Apricot Ginger Glazed Tofu

Sticky Sweet & Savory Apricot Ginger Tofu: An Easy Vegan Dinner Recipe

Apricot Ginger Tofu served in a bowl with green beans and white rice by Flora & Vino

You know the classic trope of the crazy cat lady? Well, I confess, I’m teetering dangerously close to becoming the crazy plant lady. If you think I’m exaggerating, let me tell you, watering all my beloved “plant babies” has officially become a significant chore! But it’s a wonderfully healthy vice, if I may be forgiven for the oxymoron. They fill my home with vital oxygen, infuse every corner with vibrant color, and honestly, they just make me incredibly happy. That’s my story, and I’m sticking to it, especially when M raises an eyebrow as I haul yet another pot from the local nursery.
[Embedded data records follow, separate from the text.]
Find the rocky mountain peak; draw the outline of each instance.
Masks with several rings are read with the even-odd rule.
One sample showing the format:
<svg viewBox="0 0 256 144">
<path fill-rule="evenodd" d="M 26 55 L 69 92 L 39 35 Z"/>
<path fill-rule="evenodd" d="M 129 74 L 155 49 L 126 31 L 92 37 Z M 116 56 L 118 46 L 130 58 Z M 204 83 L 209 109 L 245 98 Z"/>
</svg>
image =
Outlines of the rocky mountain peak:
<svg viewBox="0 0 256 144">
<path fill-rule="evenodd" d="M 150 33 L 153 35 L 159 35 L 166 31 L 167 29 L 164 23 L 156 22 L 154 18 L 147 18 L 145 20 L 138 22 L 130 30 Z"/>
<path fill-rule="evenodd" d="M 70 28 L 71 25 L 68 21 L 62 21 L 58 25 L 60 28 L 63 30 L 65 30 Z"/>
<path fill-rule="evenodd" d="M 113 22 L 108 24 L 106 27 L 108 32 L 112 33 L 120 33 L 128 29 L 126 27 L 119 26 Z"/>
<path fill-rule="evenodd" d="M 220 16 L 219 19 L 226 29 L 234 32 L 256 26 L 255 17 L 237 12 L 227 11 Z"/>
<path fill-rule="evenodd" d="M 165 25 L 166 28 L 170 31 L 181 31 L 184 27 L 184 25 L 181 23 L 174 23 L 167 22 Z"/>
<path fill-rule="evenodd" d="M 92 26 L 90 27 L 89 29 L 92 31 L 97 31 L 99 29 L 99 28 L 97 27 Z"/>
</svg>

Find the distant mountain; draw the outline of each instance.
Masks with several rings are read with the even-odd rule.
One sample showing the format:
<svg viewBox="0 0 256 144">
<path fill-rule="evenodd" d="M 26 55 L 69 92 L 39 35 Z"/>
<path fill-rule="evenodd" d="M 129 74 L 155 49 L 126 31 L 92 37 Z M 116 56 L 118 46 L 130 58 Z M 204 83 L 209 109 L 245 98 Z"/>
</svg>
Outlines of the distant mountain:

My latest botanical acquisitions include a majestic Bird of Paradise, a charming Fiddle Leaf Fig, and a resilient Rubber Tree. While I envision them someday growing into magnificent specimens, I intentionally purchased them small. There’s a profound joy for me in observing their gradual growth and transformation. This sentiment perfectly mirrors my passion for recipe testing and food creation – it’s about crafting something truly delightful from a collection of simple, raw ingredients.

This week, I’m thrilled to share a new recipe that perfectly embodies that spirit of creation: a deliciously sticky, sweet, and savory dish that will tantalize your taste buds. Imagine perfectly pan-fried tofu, lovingly smothered in a homemade Apricot Ginger sauce, served alongside fluffy jasmine rice and crisp, steamed green beans. This vibrant Apricot Ginger Tofu isn’t just a meal; it’s an experience, practically begging to be enjoyed on your patio during the beautiful spring and summer evenings ahead! It’s an ideal plant-based entree that’s both light and satisfying, offering a wonderful balance of protein, complex carbohydrates, and wholesome greens.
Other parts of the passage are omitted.